How Monotheists Modelled God on a Harem-Keeping Alpha-Male - Excluse
https://aeon.co/essays/how-monotheists-modelled-god-on-a-harem-keeping-alpha-male
======
dalke
This isn't about "monothesism". It's about the Abrahamic religions of Judaism,
Christianity, and Islam, with a strong focus on Christianity. They are related
branches from the same root religion, and have their source in the same part
of the world, with a relatively recent basis, evolutionary speaking.

A serious analysis would ponder the transition from the Ancient Canaanite
religion through Abraham's rejection of idol worship, and the strictly
monotheistic Judaism developed during the Babylonian captivity.

A serious analysis would look at other monotheistic religions, like
Zoroastrianism and Sikhism.

A serious analysis would consider why so much of the world was polytheistic,
before the spread of the Abrahamic religions.

A serious analysis would compare us not to the silverback gorilla but to our
closest living kin, the bonobos and the chimpanzees. So close, and yet with
very different social and sexual behaviors both from us and each other.

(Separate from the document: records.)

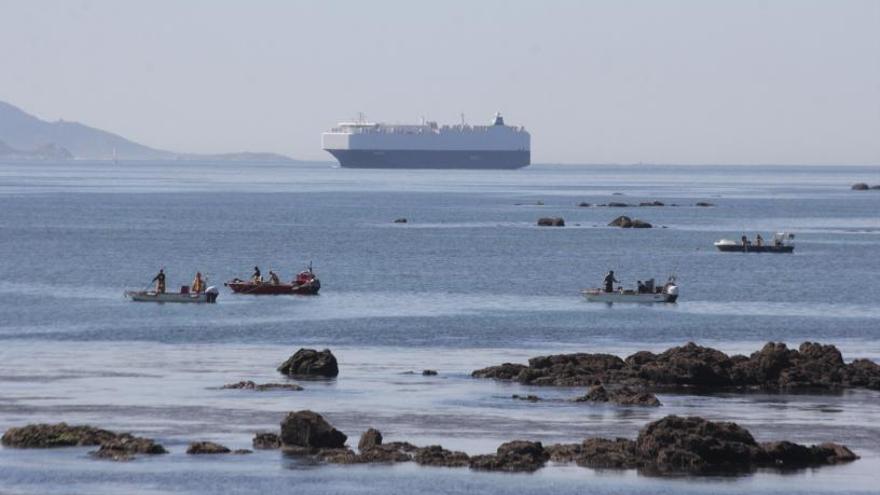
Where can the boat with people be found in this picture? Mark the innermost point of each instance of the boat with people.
(645, 292)
(306, 283)
(194, 293)
(782, 242)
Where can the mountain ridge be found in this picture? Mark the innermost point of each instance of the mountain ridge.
(25, 136)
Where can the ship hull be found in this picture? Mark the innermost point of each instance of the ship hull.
(432, 159)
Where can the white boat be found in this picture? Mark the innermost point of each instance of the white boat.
(209, 296)
(649, 295)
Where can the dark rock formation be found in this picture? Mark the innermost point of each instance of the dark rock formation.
(196, 448)
(629, 223)
(46, 436)
(551, 222)
(775, 367)
(261, 387)
(266, 441)
(369, 439)
(306, 431)
(519, 455)
(309, 362)
(624, 396)
(435, 455)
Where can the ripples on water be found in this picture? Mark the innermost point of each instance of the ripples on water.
(467, 283)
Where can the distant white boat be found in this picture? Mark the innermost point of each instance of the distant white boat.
(668, 293)
(209, 296)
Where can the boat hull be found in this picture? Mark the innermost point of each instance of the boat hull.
(170, 297)
(432, 159)
(265, 289)
(594, 295)
(738, 248)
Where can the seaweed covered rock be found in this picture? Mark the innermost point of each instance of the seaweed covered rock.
(309, 362)
(307, 431)
(518, 455)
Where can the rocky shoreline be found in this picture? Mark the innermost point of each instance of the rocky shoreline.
(775, 367)
(672, 445)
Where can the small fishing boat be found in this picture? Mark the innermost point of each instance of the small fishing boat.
(184, 296)
(647, 294)
(781, 243)
(305, 284)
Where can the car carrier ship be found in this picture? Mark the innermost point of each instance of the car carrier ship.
(363, 144)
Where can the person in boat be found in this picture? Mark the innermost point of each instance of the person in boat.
(160, 281)
(198, 285)
(610, 281)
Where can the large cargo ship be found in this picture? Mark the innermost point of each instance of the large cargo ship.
(363, 144)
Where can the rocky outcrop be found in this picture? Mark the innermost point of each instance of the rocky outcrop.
(261, 387)
(624, 396)
(311, 363)
(775, 367)
(266, 441)
(198, 448)
(518, 455)
(626, 222)
(551, 222)
(307, 431)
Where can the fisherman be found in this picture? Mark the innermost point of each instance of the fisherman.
(198, 284)
(610, 281)
(160, 281)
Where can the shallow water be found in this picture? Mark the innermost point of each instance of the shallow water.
(468, 283)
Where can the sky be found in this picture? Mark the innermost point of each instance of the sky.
(625, 81)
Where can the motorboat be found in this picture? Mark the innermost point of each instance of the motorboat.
(306, 283)
(184, 296)
(647, 293)
(782, 242)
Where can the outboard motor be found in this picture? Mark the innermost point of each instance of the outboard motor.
(211, 294)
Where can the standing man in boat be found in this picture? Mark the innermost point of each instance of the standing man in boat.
(198, 284)
(160, 281)
(610, 281)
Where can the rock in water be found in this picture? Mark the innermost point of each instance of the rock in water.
(309, 362)
(369, 439)
(266, 441)
(519, 455)
(308, 430)
(551, 222)
(207, 448)
(45, 436)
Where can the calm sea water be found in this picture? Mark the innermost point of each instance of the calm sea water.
(470, 281)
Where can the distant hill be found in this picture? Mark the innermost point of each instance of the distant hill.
(25, 136)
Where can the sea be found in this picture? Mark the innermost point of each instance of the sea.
(469, 281)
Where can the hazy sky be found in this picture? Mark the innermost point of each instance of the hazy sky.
(593, 81)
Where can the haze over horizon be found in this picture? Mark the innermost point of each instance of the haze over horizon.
(682, 82)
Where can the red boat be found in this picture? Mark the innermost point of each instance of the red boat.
(305, 284)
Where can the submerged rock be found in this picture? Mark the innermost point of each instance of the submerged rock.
(309, 362)
(261, 387)
(551, 222)
(304, 431)
(46, 436)
(518, 455)
(198, 448)
(266, 441)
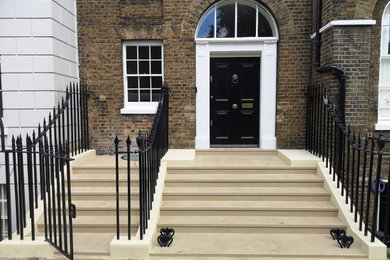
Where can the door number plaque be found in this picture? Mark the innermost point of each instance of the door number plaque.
(247, 105)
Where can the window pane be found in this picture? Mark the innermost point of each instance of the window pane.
(143, 52)
(156, 52)
(144, 67)
(132, 95)
(144, 82)
(206, 29)
(246, 21)
(225, 21)
(131, 67)
(156, 67)
(156, 94)
(156, 82)
(132, 82)
(264, 27)
(131, 52)
(145, 95)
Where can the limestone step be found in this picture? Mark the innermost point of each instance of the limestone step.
(248, 208)
(243, 224)
(88, 246)
(235, 152)
(254, 246)
(103, 180)
(101, 170)
(98, 224)
(101, 196)
(222, 169)
(246, 193)
(242, 179)
(105, 208)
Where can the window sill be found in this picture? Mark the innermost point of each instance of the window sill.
(140, 108)
(385, 126)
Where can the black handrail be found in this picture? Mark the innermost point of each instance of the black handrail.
(355, 162)
(152, 146)
(44, 159)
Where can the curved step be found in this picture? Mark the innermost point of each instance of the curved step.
(254, 246)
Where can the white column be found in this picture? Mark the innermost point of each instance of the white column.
(202, 139)
(268, 96)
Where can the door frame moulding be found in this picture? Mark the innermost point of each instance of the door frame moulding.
(266, 48)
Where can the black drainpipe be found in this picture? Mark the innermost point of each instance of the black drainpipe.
(337, 71)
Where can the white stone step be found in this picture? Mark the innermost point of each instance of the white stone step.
(251, 224)
(248, 208)
(255, 246)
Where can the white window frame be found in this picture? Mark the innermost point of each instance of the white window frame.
(259, 9)
(140, 107)
(384, 83)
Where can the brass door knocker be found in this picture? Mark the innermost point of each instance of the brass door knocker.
(234, 78)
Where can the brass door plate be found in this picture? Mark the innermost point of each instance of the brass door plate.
(247, 105)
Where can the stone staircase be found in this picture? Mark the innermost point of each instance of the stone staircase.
(93, 193)
(230, 204)
(248, 205)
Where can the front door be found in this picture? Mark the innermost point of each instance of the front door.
(234, 101)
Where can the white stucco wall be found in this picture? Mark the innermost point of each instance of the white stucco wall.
(38, 48)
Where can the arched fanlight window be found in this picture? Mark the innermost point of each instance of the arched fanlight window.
(384, 74)
(236, 19)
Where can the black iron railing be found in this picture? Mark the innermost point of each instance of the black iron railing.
(39, 169)
(356, 162)
(152, 147)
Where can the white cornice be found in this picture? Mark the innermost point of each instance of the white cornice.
(361, 22)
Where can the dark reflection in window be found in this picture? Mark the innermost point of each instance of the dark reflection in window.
(131, 67)
(144, 82)
(264, 27)
(131, 52)
(156, 52)
(144, 67)
(206, 29)
(156, 82)
(225, 21)
(132, 82)
(143, 52)
(145, 95)
(246, 21)
(156, 94)
(132, 95)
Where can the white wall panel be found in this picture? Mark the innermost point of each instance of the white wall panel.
(15, 27)
(9, 81)
(33, 8)
(18, 100)
(39, 59)
(7, 46)
(42, 27)
(16, 64)
(7, 9)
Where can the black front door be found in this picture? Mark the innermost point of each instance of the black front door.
(234, 101)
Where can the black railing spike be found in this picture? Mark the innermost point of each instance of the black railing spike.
(140, 140)
(381, 141)
(128, 141)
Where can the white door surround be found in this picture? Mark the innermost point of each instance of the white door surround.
(266, 48)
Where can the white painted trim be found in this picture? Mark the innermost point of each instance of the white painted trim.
(259, 8)
(140, 108)
(267, 50)
(359, 22)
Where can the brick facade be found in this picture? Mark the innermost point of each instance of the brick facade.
(103, 26)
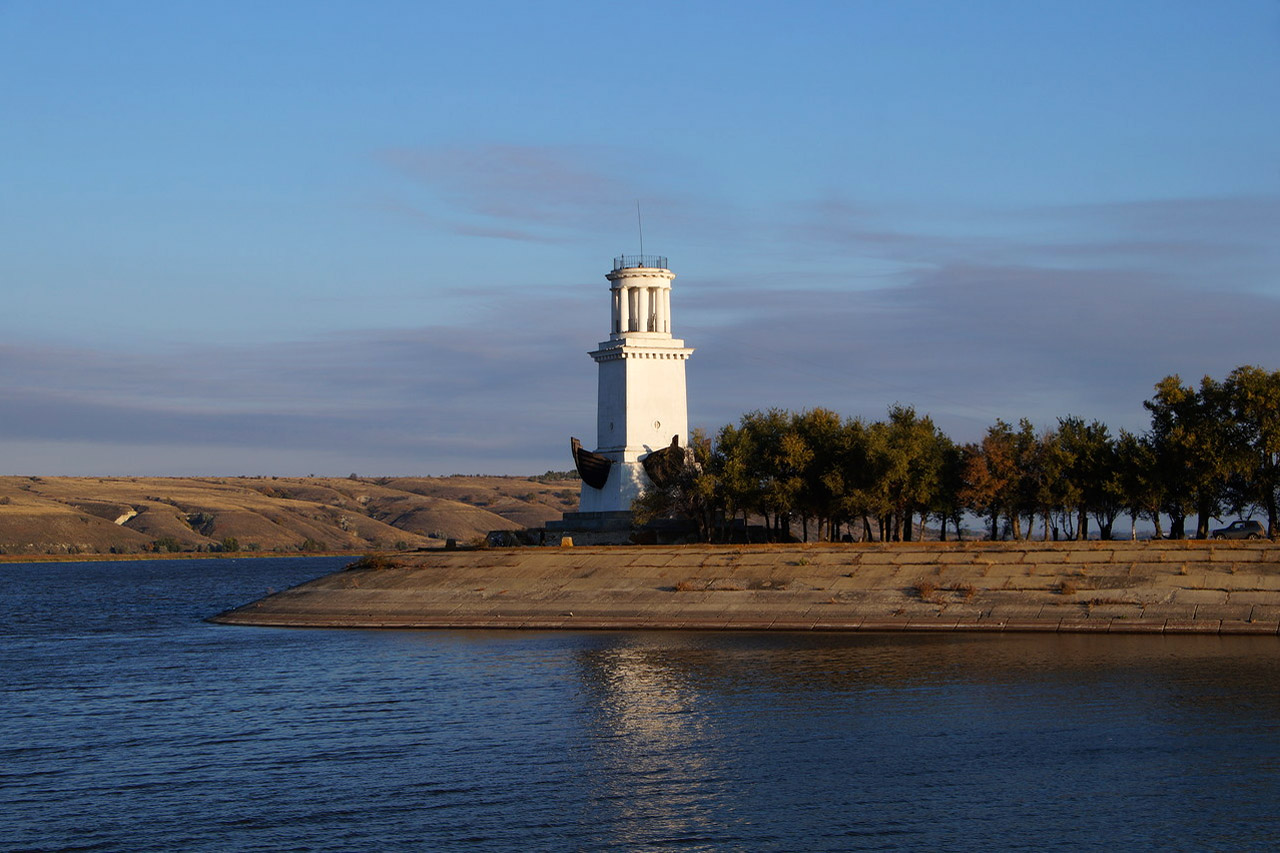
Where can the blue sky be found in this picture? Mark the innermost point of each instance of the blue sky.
(333, 237)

I'm not even sure how to understand the part about infanticide. The quote from
Num. 31:17-18 looks like a call for ethnic cleansing, leaving only the virgin
girls. It's not, strictly speaking, infanticide. Regarding infanticide in
general, and quoting Laila Williamson from
[https://en.wikipedia.org/wiki/Infanticide](https://en.wikipedia.org/wiki/Infanticide)
"Infanticide has been practiced on every continent and by people on every
level of cultural complexity, from hunter gatherers to high civilizations,
including our own ancestors. Rather than being an exception, then, it has been
the rule." That Wikipedia page then says "Judaism prohibits infanticide",
"Christianity rejects infanticide", and "Islam Infanticide is explicitly
prohibited by the Qur'an".

This is not a serious study. This comes across as one of those just-so stories
that evolutionary psychologists seem to love to put together.